Antiviral Properties of 5-Sulfamoyl-1H-Indole-Linked Spirothiazolidinone Derivatives: A Study on Human Parainfluenza Virus-2
Journal of Research in Pharmacy, cilt.28, sa.1, ss.213-224, 2024 (ESCI, Scopus, TRDizin)
- Yayın Türü: Makale / Tam Makale
- Cilt numarası: 28 Sayı: 1
- Basım Tarihi: 2024
- Doi Numarası: 10.29228/jrp.689
- Dergi Adı: Journal of Research in Pharmacy
- Derginin Tarandığı İndeksler: Emerging Sources Citation Index (ESCI), Scopus, TR DİZİN (ULAKBİM)

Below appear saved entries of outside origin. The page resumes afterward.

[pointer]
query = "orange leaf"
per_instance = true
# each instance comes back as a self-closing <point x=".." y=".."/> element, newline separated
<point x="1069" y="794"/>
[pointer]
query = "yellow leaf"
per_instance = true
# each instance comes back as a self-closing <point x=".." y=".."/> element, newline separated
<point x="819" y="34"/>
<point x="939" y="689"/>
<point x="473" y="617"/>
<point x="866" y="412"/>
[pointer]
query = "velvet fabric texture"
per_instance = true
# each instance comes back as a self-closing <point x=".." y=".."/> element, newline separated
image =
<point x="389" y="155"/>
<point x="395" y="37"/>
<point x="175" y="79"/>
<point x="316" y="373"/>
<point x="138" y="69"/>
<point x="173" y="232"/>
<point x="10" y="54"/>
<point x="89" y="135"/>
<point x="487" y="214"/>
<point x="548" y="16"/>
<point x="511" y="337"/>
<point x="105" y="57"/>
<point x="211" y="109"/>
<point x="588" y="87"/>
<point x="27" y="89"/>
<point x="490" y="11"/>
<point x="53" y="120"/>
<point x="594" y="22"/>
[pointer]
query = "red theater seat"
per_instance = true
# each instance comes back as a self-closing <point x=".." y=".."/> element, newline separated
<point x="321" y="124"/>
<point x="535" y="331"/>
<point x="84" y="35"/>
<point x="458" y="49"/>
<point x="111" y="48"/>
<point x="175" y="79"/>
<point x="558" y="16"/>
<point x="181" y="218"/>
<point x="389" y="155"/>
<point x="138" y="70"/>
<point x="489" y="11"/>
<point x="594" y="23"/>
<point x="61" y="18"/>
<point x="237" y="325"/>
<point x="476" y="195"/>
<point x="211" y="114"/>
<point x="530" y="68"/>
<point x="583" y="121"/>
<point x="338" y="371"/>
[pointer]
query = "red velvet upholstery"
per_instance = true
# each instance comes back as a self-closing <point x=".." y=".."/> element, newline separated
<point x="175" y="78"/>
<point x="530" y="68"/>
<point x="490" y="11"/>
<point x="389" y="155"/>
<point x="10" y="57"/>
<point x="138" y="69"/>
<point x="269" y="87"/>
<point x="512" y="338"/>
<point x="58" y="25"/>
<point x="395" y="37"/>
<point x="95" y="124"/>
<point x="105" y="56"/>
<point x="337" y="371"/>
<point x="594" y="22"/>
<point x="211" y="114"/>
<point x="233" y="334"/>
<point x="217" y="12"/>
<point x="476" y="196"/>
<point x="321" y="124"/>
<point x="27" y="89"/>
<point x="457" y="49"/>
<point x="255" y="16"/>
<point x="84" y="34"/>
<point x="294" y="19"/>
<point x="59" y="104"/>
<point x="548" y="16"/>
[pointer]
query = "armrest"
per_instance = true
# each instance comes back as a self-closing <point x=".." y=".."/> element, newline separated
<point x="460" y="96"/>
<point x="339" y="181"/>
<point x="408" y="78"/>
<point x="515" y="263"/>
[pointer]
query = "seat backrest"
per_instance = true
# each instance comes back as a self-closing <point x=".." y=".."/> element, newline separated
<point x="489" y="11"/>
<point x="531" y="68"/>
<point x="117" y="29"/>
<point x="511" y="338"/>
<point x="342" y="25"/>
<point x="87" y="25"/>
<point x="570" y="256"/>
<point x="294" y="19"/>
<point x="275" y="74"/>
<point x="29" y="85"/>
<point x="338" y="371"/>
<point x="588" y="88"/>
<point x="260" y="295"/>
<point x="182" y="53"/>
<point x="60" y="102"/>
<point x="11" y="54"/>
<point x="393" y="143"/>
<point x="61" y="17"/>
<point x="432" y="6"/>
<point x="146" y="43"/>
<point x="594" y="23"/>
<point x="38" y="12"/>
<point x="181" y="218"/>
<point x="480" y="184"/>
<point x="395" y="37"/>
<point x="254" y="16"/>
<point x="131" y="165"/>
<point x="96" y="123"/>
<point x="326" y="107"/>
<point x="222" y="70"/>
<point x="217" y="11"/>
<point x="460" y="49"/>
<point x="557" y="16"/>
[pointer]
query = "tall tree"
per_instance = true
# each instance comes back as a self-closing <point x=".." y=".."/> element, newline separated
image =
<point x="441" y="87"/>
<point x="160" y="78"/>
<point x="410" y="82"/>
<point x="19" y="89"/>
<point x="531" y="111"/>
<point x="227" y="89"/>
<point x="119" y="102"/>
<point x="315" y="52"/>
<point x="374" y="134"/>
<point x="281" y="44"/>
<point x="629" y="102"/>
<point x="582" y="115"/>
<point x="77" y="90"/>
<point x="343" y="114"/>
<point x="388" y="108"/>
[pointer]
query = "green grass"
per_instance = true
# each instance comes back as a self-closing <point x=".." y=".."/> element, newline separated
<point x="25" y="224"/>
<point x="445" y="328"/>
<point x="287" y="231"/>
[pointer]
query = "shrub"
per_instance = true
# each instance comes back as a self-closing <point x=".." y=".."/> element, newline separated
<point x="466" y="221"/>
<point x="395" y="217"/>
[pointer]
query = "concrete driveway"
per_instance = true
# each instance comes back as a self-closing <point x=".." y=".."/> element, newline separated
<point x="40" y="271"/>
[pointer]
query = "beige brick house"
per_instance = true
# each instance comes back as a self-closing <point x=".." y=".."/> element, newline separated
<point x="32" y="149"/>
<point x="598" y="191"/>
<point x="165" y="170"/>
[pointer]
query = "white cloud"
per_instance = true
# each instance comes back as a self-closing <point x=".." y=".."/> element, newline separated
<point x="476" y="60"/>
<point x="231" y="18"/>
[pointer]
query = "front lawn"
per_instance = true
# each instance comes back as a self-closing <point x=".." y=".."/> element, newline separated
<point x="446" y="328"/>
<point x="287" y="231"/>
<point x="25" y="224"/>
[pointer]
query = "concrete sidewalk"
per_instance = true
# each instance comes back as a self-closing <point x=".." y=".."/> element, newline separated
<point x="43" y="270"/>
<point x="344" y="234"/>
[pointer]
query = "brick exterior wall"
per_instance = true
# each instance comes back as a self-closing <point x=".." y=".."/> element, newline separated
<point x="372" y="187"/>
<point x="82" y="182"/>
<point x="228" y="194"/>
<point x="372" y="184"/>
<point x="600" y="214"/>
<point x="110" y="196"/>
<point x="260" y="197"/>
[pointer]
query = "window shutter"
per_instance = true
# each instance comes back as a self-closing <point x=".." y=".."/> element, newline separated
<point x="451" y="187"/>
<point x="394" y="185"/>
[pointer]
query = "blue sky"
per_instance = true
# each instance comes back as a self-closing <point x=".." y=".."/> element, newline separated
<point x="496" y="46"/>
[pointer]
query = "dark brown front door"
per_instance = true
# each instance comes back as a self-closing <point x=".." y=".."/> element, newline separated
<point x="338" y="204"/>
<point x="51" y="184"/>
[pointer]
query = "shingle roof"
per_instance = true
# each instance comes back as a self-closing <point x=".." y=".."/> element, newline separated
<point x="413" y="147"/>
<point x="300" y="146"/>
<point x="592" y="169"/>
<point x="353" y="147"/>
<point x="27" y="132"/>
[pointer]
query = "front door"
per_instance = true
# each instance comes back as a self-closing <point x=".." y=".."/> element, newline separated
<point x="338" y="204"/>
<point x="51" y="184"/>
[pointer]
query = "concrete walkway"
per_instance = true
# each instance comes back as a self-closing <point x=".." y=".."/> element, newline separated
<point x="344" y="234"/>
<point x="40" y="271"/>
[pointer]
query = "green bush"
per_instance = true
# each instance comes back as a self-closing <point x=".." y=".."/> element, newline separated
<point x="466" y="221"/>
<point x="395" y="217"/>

- Sayfa Sayıları: ss.213-224
- Anahtar Kelimeler: hemagglutinin-neuraminidase, HPIV-2, indole, molecular docking, parainfluenza virus, thiazolidinone
- Açık Arşiv Koleksiyonu: AVESİS Açık Erişim Koleksiyonu
- İstanbul Üniversitesi Adresli: Evet
Özet
Human parainfluenza viruses (HPIVs) are responsible for a wide range of respiratory infections in humans, particularly in children, the elderly, and immunocompromised individuals. This paper presents a study regarding the antiviral activity of a series of 3-phenyl-5-sulfamoyl-N-(7/8/9-(non)substituted-3-oxo-1-thia-4-azaspiro[4.4]non/[4.5]dec-4-yl)-1H-indole-2-carboxamide derivatives against HPIV-2. Our findings suggest the compounds displayed low potency against HPIV-2. Compounds 4 and 8 exhibited the most potent antiviral effects with inhibition of 95.46 and 90.90 % at 10 mg/mL, respectively. Molecular modeling studies were conducted on hemagglutinin-neuraminidase, a crucial druggable target for HPIV, to predict the binding modes of the compounds.